Description
Inward particle transport plays a critical role in the formation of transport barriers and the improvement of plasma confinement. It is closely associated with the development of peaked density profiles, which significantly improve the fusion rate and contribute to achieving steady-state discharge. Although previous studies have indicated that shear flows can influence inward particle flux, the underlying formation mechanism has not yet been fully clarified experimentally. A deeper understanding of this process is essential for achieving effective control of particle fueling in magnetized plasmas.
To further investigate this phenomenon, studies of inward particle transport have been conducted on the PKU Plasma Test (PPT) device, a linear plasma confinement device in China. Streamer structures observed in the device are found to simultaneously induce inward and outward particle flux, suggesting a possible mechanism for inward transport generation. To conduct experimental research on the inward particle transport mechanism, biases voltages are applied at different radial and axial positions to modify the radial electric field. The inward particle flux increases with increasing biased voltage, demonstrating the capability for active control of inward transport. During the bias experiment, the generation of inward particle flux is observed to coincide with the emergence of vorticity flux.

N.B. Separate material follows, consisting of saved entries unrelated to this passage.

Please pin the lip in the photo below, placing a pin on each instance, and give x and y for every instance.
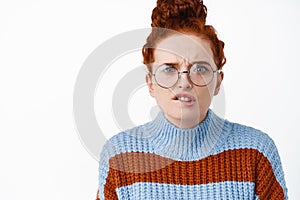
(187, 95)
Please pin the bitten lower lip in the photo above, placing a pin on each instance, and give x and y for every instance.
(185, 99)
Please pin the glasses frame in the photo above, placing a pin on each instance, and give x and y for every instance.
(185, 72)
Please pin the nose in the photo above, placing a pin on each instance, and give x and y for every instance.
(184, 80)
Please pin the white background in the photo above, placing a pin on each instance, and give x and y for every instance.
(44, 43)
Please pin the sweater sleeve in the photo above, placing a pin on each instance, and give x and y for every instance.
(106, 188)
(270, 182)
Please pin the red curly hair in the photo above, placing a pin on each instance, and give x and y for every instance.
(185, 16)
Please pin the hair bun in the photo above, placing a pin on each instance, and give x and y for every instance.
(168, 12)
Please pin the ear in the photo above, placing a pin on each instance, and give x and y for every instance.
(220, 77)
(150, 85)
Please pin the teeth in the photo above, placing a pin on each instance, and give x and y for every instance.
(184, 99)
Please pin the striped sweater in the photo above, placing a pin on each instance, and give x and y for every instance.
(217, 159)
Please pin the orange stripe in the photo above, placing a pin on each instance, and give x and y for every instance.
(242, 165)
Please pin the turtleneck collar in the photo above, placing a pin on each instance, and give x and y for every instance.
(184, 144)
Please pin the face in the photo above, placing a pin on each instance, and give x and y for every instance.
(184, 104)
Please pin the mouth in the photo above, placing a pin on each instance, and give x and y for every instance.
(185, 98)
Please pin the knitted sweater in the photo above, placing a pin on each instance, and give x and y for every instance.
(217, 159)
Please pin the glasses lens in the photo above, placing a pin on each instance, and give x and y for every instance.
(166, 75)
(201, 74)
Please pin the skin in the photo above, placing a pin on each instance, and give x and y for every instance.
(182, 50)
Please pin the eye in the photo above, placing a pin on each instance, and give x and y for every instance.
(169, 69)
(199, 68)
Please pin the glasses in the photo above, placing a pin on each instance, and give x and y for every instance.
(200, 74)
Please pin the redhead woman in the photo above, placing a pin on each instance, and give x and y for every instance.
(188, 151)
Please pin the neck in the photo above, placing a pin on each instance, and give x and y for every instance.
(175, 142)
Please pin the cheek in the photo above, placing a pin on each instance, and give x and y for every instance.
(205, 95)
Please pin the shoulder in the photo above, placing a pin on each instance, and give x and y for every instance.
(243, 136)
(131, 140)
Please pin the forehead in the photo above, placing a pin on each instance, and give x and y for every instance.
(177, 47)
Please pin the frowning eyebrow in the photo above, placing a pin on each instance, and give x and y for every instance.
(176, 64)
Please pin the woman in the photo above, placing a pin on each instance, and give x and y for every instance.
(187, 151)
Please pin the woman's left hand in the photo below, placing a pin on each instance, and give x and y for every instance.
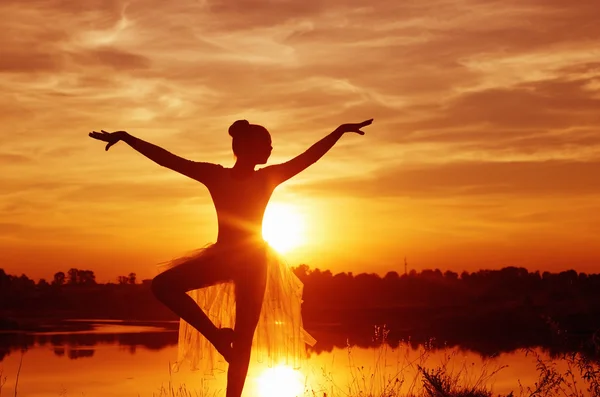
(354, 127)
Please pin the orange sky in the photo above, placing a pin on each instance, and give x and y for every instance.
(485, 150)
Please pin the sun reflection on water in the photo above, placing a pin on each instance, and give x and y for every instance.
(280, 381)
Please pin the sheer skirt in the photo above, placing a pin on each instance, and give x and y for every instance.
(279, 337)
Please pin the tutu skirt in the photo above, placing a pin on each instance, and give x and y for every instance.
(279, 337)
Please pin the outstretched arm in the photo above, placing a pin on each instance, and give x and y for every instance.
(284, 171)
(160, 156)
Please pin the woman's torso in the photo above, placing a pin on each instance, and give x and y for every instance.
(240, 203)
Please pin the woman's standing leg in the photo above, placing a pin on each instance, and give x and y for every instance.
(249, 296)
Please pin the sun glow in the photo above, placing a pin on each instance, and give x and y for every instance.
(283, 227)
(280, 381)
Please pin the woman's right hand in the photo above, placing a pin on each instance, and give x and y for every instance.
(110, 137)
(354, 127)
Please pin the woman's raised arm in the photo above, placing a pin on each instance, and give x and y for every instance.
(195, 170)
(281, 172)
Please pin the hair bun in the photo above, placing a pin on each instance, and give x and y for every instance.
(238, 127)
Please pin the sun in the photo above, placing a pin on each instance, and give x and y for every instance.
(280, 381)
(283, 227)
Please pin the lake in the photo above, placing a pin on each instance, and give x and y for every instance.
(112, 358)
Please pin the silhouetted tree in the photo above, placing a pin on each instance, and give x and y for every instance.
(86, 277)
(59, 279)
(72, 276)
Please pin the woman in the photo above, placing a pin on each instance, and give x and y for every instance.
(239, 281)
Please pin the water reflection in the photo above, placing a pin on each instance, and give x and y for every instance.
(156, 336)
(126, 363)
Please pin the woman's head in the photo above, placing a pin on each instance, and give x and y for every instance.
(251, 142)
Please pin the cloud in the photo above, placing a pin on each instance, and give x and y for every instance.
(470, 99)
(548, 178)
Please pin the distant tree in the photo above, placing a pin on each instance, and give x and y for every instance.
(72, 278)
(59, 279)
(86, 277)
(450, 275)
(131, 278)
(4, 280)
(391, 276)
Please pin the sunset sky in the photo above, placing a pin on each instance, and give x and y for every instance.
(484, 152)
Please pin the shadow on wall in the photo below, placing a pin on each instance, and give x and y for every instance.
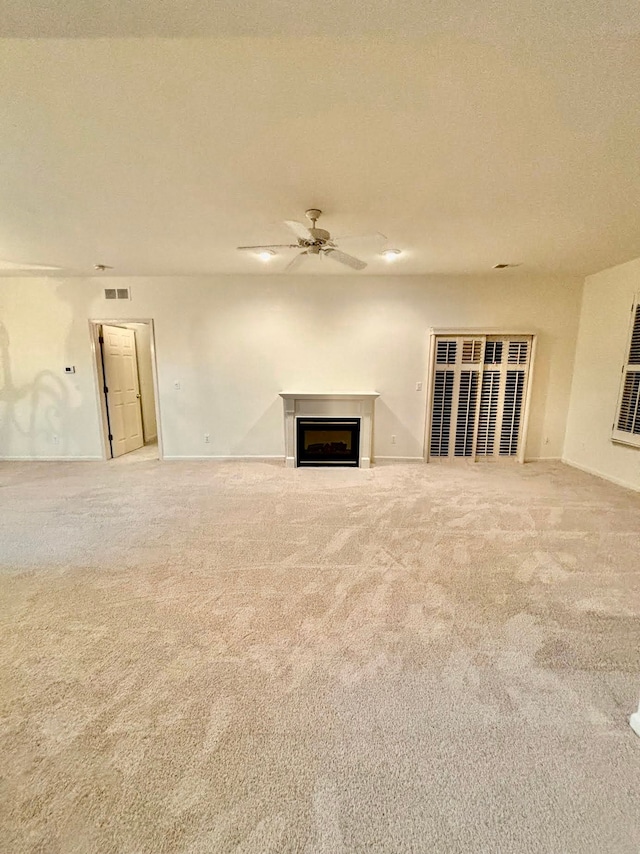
(45, 401)
(386, 423)
(270, 423)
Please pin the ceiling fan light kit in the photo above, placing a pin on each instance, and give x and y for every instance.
(311, 240)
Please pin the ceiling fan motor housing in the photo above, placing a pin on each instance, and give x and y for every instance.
(320, 234)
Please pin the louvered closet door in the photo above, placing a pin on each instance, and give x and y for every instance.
(479, 386)
(626, 427)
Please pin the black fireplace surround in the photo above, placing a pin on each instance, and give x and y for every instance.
(328, 441)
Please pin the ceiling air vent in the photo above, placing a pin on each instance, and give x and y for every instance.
(117, 293)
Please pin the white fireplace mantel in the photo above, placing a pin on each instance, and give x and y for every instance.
(343, 404)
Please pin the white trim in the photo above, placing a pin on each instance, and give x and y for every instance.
(60, 459)
(401, 459)
(623, 437)
(479, 331)
(617, 480)
(524, 421)
(222, 458)
(543, 460)
(99, 381)
(430, 382)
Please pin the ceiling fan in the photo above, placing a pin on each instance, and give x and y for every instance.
(313, 241)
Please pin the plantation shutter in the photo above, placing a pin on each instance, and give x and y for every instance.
(479, 390)
(626, 428)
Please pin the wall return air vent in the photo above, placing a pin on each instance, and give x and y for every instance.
(117, 293)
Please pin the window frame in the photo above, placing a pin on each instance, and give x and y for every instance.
(480, 332)
(618, 436)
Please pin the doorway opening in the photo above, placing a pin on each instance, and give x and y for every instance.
(126, 381)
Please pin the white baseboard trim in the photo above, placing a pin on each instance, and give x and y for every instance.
(226, 458)
(617, 480)
(398, 459)
(52, 459)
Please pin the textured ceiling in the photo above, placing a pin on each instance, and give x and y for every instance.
(157, 138)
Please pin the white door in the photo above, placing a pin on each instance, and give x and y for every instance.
(122, 389)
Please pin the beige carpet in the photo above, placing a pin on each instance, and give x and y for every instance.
(238, 657)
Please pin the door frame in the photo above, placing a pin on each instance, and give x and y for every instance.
(94, 325)
(434, 332)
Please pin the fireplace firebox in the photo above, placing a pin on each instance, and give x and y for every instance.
(328, 441)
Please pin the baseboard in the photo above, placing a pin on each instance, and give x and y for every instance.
(398, 459)
(617, 480)
(52, 459)
(226, 458)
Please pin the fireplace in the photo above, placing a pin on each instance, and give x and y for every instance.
(328, 441)
(321, 409)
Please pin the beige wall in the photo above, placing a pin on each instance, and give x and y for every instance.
(233, 342)
(600, 354)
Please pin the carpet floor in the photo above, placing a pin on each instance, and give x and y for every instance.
(238, 657)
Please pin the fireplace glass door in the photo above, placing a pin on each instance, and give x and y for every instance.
(328, 441)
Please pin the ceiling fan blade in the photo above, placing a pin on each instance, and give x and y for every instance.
(15, 265)
(299, 229)
(269, 246)
(295, 262)
(343, 258)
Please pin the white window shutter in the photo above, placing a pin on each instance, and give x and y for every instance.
(478, 400)
(626, 428)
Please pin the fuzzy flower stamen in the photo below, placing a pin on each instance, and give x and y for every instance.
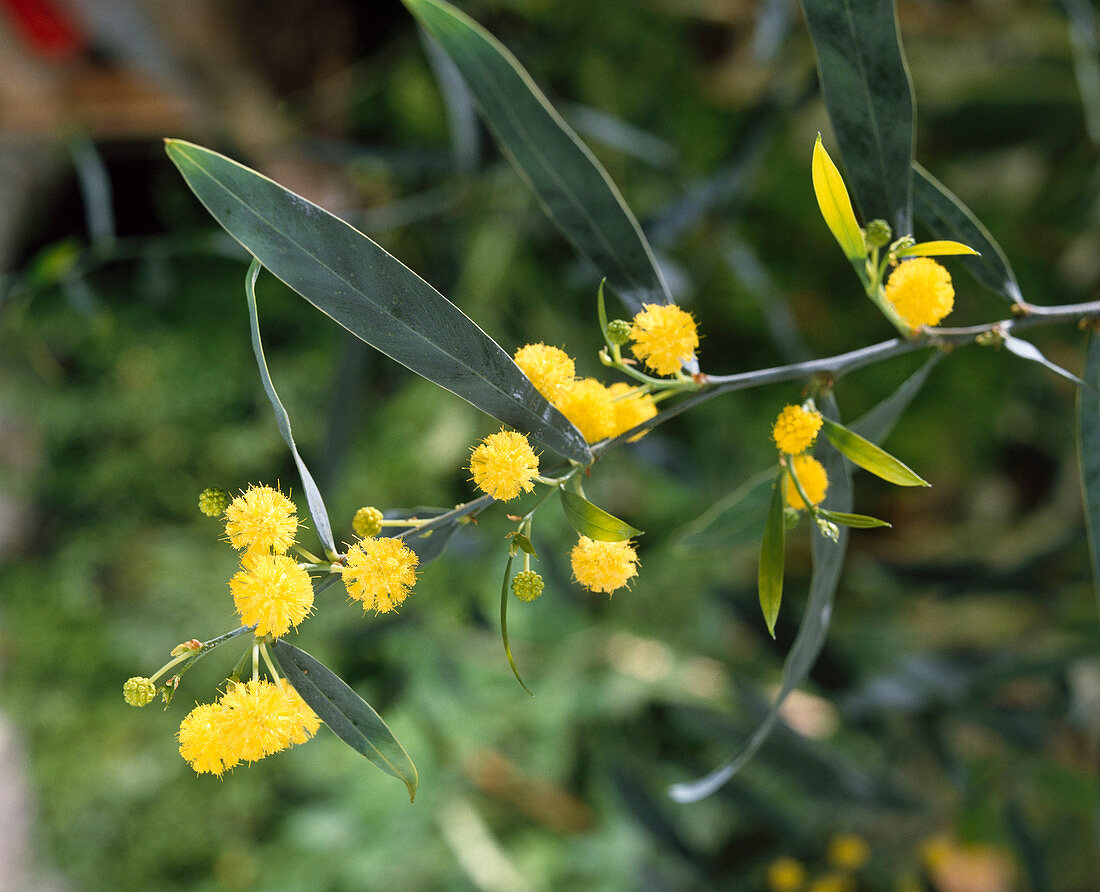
(921, 290)
(380, 573)
(504, 465)
(603, 566)
(664, 338)
(262, 519)
(795, 429)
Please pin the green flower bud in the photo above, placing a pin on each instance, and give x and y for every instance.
(618, 332)
(367, 522)
(139, 691)
(527, 585)
(878, 233)
(213, 502)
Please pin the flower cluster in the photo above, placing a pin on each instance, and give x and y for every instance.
(597, 411)
(664, 338)
(249, 722)
(921, 292)
(271, 591)
(603, 566)
(380, 572)
(795, 431)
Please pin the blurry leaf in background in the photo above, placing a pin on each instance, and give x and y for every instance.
(572, 186)
(946, 217)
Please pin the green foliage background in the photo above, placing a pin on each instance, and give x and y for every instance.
(960, 667)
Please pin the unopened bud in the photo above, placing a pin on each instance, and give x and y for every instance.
(878, 233)
(213, 502)
(367, 522)
(139, 691)
(618, 332)
(527, 585)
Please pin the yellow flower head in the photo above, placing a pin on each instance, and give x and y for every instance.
(273, 592)
(920, 289)
(550, 370)
(587, 404)
(504, 465)
(664, 338)
(795, 429)
(261, 519)
(785, 874)
(813, 478)
(631, 407)
(202, 741)
(262, 717)
(848, 851)
(380, 573)
(603, 566)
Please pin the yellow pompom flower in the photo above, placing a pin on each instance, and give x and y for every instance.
(261, 519)
(785, 874)
(664, 338)
(272, 592)
(504, 465)
(202, 740)
(261, 718)
(380, 573)
(631, 407)
(795, 429)
(603, 566)
(550, 370)
(848, 851)
(813, 478)
(921, 292)
(587, 404)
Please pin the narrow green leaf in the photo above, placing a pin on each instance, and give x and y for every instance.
(879, 421)
(574, 189)
(770, 573)
(867, 90)
(1025, 350)
(594, 521)
(523, 543)
(347, 714)
(870, 456)
(938, 249)
(504, 624)
(317, 509)
(944, 216)
(1088, 442)
(859, 521)
(828, 560)
(835, 205)
(372, 294)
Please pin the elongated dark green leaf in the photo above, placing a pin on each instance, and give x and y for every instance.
(1088, 422)
(1026, 350)
(879, 421)
(574, 189)
(372, 294)
(347, 714)
(945, 217)
(504, 624)
(593, 521)
(870, 456)
(772, 547)
(869, 97)
(857, 521)
(317, 509)
(828, 560)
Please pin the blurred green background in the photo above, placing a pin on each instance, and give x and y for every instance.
(954, 717)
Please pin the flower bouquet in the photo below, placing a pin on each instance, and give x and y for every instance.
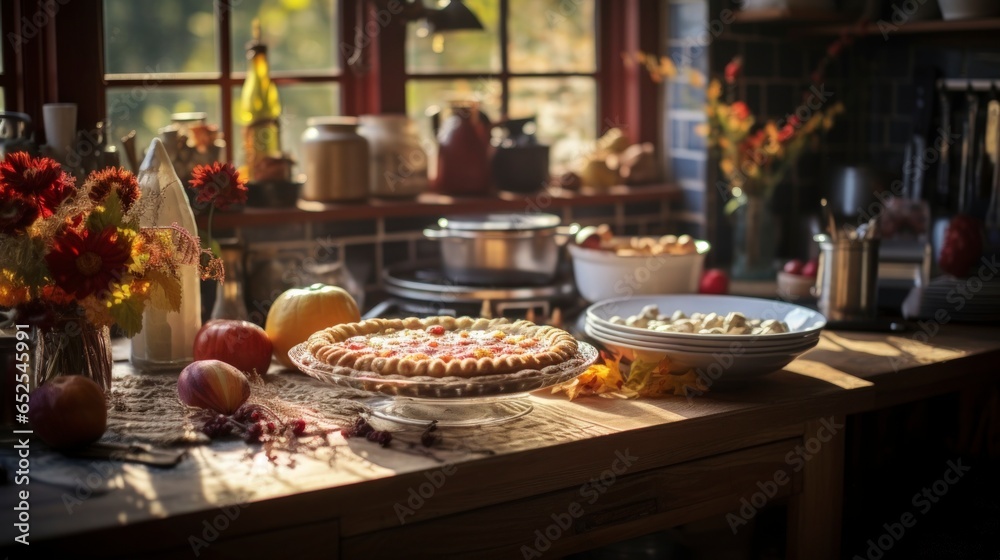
(75, 261)
(754, 159)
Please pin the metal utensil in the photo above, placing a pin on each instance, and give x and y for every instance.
(992, 218)
(944, 166)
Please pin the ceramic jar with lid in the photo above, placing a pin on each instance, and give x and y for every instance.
(398, 164)
(335, 159)
(463, 165)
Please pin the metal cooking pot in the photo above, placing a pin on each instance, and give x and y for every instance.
(501, 249)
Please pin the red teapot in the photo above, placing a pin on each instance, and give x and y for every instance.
(464, 152)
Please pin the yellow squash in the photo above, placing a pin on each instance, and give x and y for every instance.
(299, 312)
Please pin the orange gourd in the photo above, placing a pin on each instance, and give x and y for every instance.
(300, 312)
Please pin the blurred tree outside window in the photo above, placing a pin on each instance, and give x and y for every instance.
(546, 69)
(163, 58)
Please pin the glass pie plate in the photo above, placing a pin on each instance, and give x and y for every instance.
(450, 401)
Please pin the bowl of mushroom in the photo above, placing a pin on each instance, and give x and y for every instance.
(718, 337)
(606, 266)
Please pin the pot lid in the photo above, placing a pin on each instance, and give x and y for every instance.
(500, 222)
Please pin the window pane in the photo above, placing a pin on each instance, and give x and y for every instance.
(551, 36)
(456, 51)
(151, 36)
(299, 34)
(424, 97)
(567, 114)
(298, 103)
(148, 109)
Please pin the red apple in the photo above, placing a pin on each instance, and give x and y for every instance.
(794, 266)
(810, 268)
(240, 344)
(68, 412)
(588, 237)
(714, 281)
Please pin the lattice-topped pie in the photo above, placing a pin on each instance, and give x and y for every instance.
(442, 346)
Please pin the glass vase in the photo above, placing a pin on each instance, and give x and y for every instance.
(755, 240)
(73, 346)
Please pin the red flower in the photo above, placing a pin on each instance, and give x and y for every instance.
(740, 110)
(122, 181)
(219, 184)
(86, 263)
(733, 70)
(16, 212)
(40, 179)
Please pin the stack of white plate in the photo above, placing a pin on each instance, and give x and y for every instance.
(712, 356)
(946, 298)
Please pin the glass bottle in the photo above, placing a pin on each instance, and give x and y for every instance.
(166, 340)
(259, 108)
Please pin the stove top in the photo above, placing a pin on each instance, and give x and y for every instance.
(422, 289)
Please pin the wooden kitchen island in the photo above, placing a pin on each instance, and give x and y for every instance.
(570, 476)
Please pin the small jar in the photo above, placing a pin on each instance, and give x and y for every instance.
(335, 158)
(398, 162)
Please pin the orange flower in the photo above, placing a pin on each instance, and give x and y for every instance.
(56, 295)
(740, 110)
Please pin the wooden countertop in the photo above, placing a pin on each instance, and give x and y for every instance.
(353, 498)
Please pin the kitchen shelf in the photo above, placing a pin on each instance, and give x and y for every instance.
(438, 205)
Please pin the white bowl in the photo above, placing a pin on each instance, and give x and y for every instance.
(802, 321)
(602, 275)
(710, 366)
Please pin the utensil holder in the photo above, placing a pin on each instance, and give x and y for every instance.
(847, 277)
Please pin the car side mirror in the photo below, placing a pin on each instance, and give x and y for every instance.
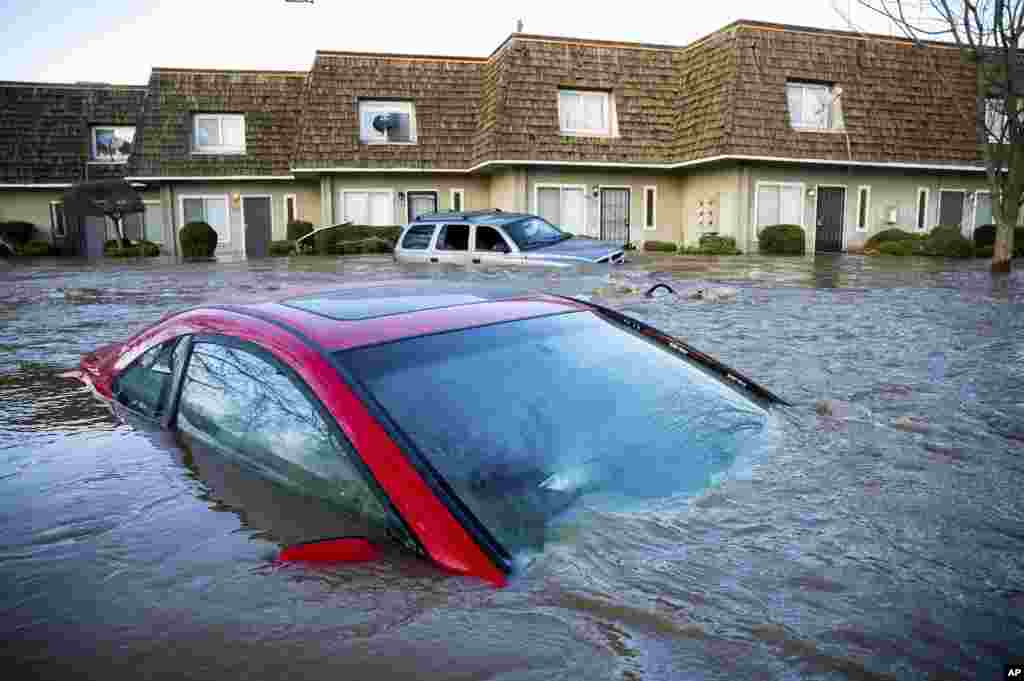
(338, 550)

Motivated by the recently proposed topological pinch theory, particle transport is further examined in hydrogen, helium and argon plasmas under various experimental conditions. The results show that the inward particle flux is quantitatively correlated with the vorticity flux and agrees with theoretical predictions. These findings provide experimental evidence that inward particle transport can be driven by vorticity flux and offer new insight into the fundamental physics of particle transport in magnetized plasmas.